If you want to like country music, but just can’t seem to get past the painfully modern example soiled with thumpin' beats and lyrics about “stealin' kisses from your babe”, start with First Aid Kit. With so much saturation of indie folk and the likes, true country can be annoyingly hard to come by; especially with the heart that country is known to contain. And while First Aid Kit may or may not have hit the mark, "Ruins" is a real sweet country album for you.
The main sound running through this entire album is a soft blend of country blues and dreamy shoegaze. Frankly, this uniquely gentle mix feels pretty special, if not a little sleepy. With the use of lap steel guitar, violins, and twang here and there, certain moments feel more country. With the use of starry keyboards, synthesized hums and poetic lyrics, certain moments feel more dreamy. Though, overall, the blend is very subtle, and creates a soft and relax mood through a majority of the tracks.

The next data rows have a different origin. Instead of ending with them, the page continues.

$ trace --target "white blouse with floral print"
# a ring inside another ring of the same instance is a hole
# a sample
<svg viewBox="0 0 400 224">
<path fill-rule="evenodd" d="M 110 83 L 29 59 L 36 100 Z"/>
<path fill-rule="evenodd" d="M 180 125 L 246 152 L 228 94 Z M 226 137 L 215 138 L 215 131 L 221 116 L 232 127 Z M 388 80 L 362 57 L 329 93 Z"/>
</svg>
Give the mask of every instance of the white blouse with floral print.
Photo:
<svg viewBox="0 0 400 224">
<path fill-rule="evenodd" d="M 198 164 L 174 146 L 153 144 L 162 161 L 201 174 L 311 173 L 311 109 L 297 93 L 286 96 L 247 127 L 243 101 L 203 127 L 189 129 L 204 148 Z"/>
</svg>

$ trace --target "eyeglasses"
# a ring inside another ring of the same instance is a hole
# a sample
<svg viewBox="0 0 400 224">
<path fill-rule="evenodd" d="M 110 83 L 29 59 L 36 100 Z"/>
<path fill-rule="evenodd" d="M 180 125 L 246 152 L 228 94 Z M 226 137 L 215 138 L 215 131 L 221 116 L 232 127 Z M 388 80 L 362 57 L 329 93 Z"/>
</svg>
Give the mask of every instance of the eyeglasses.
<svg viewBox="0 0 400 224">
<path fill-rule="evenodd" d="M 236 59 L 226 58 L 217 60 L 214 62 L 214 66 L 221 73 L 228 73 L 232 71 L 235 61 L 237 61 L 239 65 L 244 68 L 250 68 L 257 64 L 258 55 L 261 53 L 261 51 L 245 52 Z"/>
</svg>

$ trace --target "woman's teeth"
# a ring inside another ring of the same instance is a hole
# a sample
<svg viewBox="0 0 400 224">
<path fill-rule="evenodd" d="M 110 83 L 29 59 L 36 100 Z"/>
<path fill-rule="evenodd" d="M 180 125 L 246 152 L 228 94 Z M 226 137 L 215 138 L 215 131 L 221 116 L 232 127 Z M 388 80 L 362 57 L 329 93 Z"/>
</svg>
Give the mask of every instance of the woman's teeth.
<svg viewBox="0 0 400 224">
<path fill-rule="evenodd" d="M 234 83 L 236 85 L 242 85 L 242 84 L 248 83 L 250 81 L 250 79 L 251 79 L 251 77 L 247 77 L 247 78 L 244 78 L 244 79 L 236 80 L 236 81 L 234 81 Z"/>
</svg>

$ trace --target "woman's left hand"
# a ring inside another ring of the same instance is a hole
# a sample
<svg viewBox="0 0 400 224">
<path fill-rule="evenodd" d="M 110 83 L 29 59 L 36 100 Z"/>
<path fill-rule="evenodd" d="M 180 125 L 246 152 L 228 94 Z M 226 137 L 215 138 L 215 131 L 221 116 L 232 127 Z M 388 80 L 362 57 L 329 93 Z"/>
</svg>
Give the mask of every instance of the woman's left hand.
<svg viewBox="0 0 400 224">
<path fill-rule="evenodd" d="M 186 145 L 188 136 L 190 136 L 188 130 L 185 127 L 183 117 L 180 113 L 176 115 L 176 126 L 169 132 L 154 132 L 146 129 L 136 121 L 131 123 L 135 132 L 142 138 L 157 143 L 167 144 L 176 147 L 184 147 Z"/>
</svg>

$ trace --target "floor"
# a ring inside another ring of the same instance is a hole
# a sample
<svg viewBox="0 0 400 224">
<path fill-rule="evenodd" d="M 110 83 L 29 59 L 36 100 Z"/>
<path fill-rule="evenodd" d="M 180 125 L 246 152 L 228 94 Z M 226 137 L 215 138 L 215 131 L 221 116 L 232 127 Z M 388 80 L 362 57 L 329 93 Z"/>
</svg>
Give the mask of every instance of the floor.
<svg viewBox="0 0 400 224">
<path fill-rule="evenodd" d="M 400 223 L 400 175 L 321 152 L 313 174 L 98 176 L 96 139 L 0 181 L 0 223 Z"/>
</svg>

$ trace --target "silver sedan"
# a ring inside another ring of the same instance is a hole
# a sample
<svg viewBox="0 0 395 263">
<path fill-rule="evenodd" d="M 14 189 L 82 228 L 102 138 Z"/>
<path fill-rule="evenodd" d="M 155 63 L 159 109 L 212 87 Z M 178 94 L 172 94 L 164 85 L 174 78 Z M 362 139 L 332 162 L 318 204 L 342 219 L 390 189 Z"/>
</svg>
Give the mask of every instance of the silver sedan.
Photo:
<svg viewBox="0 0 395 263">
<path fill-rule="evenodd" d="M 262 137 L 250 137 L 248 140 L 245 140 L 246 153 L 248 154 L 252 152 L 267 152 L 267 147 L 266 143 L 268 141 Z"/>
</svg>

In addition to winding down to some soft, girly indie, there are a few reputable moments where the Söderberg sisters really impress. The longer, almost five-minute tracks of “Rebel Heart”, “Fireworks”, and “Nothing Has to Be True” totally extend the experience and show a little more of the choreography First Aid Kit is capable of. The final track, “Nothing Has to Be True” particularly showcases dynamic talent, in an emotionally escalating piece. It’s also worth mentioning “Postcard”, the track where the album is most purely country, “Ruins”, a cut with quite powerful vocal harmony, and “Hem of her Dress”, for an incredible , unexpected climax surprise.
All in all, this is a great album that sweetly balances soft, girl indie and country feelings. Don’t be fooled, as it is a little on the sleepy side. Perhaps, though, we should just let the vibe of this album be what it will be, and accept the most heartfelt modern-day country we can find.